In the previous post, I tried to paint (and then poke at) a stereotypical picture of "book learning" vs. "real-world learning," also known as "street smarts" (except there aren't really any proper streets where Bill lives). Which kind of learning is better? Depends on which you think you have more of, of course.
Cognitive science is a well-studied discipline with many interesting results on learning and other activities of the mind. One of its most significant results is that we don't have a single, general learning capacity, but a variety of learning mechanisms. Learning to ride a bike is different from learning a language is different from learning people's names is different from learning calculus, etc. There is good experimental evidence to support all this.
In the typical "book learning"/"real-world learning" dichotomy, formal education is held to be narrow and divorced from the world at large. But formal learning is not a monolith. Different subjects require different combinations of lecture, research, rote memorization, structured practice, unstructured practice and so forth. Teaching calculus well is different from teaching the oboe well is different from teaching experimental chemistry well is different from teaching Shakespeare well.
But what is formal education, anyway? Does it have to take place in a classroom or for course credit? Coaching a sport well is a highly structured exercise with its own terminology and a well-developed body of theory and practice. Likewise for apprenticing to a trade. The very fact of a recognized trade implies a set of rules and conventions -- forms, in other words -- to be followed. Formality is about such structures, not the particular venue for learning.

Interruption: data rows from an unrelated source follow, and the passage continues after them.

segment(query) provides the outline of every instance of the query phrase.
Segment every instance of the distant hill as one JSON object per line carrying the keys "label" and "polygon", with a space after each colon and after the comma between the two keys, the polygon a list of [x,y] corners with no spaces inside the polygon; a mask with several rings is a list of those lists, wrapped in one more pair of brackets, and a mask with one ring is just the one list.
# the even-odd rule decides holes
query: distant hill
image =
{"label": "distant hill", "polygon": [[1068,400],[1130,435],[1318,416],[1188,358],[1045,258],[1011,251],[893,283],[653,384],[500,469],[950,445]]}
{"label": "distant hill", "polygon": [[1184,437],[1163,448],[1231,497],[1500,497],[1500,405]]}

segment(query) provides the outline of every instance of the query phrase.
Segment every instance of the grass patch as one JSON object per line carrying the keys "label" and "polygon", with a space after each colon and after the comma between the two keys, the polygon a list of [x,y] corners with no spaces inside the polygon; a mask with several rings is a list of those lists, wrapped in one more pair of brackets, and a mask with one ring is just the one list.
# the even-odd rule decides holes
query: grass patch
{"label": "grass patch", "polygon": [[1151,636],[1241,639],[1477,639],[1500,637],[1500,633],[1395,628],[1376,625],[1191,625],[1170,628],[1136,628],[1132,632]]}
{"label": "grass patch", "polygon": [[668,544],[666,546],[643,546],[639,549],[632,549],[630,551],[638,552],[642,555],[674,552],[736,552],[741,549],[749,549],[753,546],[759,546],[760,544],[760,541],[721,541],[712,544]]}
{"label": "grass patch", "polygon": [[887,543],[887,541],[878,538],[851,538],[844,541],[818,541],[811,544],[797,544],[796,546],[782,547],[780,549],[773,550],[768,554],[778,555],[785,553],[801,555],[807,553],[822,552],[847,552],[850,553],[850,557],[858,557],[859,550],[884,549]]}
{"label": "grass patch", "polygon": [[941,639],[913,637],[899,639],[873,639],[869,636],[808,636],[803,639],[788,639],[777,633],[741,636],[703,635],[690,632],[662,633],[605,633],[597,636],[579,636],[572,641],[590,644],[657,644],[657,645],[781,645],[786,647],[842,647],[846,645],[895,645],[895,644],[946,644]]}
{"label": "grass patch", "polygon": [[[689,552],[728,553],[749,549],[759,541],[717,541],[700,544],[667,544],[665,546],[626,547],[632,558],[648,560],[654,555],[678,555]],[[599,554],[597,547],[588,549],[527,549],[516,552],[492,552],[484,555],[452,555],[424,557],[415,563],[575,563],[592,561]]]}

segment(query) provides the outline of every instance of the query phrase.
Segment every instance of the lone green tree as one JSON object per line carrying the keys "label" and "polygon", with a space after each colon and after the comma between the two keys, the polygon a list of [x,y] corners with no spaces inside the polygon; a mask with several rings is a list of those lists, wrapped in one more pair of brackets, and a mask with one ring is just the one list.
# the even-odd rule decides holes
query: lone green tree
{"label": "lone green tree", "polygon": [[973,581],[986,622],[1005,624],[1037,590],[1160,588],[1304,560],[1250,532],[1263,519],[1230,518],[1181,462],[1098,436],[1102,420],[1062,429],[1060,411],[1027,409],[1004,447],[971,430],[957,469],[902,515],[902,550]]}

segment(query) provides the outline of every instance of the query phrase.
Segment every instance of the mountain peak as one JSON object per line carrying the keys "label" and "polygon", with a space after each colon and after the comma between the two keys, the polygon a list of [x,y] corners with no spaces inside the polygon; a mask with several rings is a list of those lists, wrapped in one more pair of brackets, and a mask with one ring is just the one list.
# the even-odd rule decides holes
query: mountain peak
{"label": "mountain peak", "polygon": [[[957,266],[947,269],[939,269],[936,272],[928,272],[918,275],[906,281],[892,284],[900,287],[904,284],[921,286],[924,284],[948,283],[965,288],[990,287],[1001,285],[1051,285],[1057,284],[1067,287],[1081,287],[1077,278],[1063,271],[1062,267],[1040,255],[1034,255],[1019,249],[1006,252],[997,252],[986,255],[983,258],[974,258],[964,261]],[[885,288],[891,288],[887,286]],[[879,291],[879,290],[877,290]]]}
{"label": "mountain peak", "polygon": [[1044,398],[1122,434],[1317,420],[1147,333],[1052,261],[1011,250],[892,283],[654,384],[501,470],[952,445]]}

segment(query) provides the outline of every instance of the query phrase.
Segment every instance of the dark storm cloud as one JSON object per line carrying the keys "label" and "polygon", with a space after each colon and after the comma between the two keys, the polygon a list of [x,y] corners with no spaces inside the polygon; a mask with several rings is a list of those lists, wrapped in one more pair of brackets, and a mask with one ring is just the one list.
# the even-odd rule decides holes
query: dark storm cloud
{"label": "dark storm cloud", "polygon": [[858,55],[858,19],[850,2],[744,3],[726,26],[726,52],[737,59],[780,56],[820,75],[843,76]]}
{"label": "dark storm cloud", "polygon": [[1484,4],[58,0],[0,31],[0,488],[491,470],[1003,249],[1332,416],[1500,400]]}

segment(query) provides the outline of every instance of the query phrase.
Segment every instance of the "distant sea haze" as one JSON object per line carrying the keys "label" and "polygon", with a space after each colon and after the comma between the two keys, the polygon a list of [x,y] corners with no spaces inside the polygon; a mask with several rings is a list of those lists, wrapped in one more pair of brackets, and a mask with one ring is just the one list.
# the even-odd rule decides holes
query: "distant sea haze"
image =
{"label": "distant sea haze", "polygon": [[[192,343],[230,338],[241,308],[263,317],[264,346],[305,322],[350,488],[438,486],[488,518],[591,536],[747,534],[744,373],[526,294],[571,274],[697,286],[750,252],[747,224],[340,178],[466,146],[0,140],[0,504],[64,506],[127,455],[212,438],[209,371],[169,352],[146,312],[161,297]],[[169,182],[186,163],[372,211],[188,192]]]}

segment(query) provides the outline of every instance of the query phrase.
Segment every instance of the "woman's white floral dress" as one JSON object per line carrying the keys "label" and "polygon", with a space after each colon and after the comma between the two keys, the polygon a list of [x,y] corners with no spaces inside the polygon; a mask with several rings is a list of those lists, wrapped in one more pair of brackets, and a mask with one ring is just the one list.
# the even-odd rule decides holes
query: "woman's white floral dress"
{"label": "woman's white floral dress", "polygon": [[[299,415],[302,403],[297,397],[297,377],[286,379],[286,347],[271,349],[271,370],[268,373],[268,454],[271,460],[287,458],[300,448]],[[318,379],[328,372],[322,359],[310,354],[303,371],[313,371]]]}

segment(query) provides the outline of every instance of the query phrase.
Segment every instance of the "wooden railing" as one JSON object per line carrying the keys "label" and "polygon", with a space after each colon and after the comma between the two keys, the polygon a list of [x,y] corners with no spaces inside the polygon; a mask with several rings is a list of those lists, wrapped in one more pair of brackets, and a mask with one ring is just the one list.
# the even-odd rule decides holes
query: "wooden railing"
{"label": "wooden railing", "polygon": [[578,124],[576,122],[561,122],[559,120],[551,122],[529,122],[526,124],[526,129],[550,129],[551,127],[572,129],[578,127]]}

Even taking a broader view of formal learning, though, there is plenty going on outside those bounds. Learning one's first language, or one's culture, or whether one likes bleu cheese, or the way to the grocery store, or the faces and names of friend and family, or how to walk -- these all happen even without codified rules or explicit teaching, and each has its own character (though learning language and learning culture tend to be closely intertwined).
To the extent it can even be made clearly, any distinction between formal and informal learning is exceedingly coarse grained compared to the mosaics that are actual minds and the intricate subdivisions within each category. Ironically enough, it's science, putatively cold and reductionist, that has devleoped and provided support for this basic insight.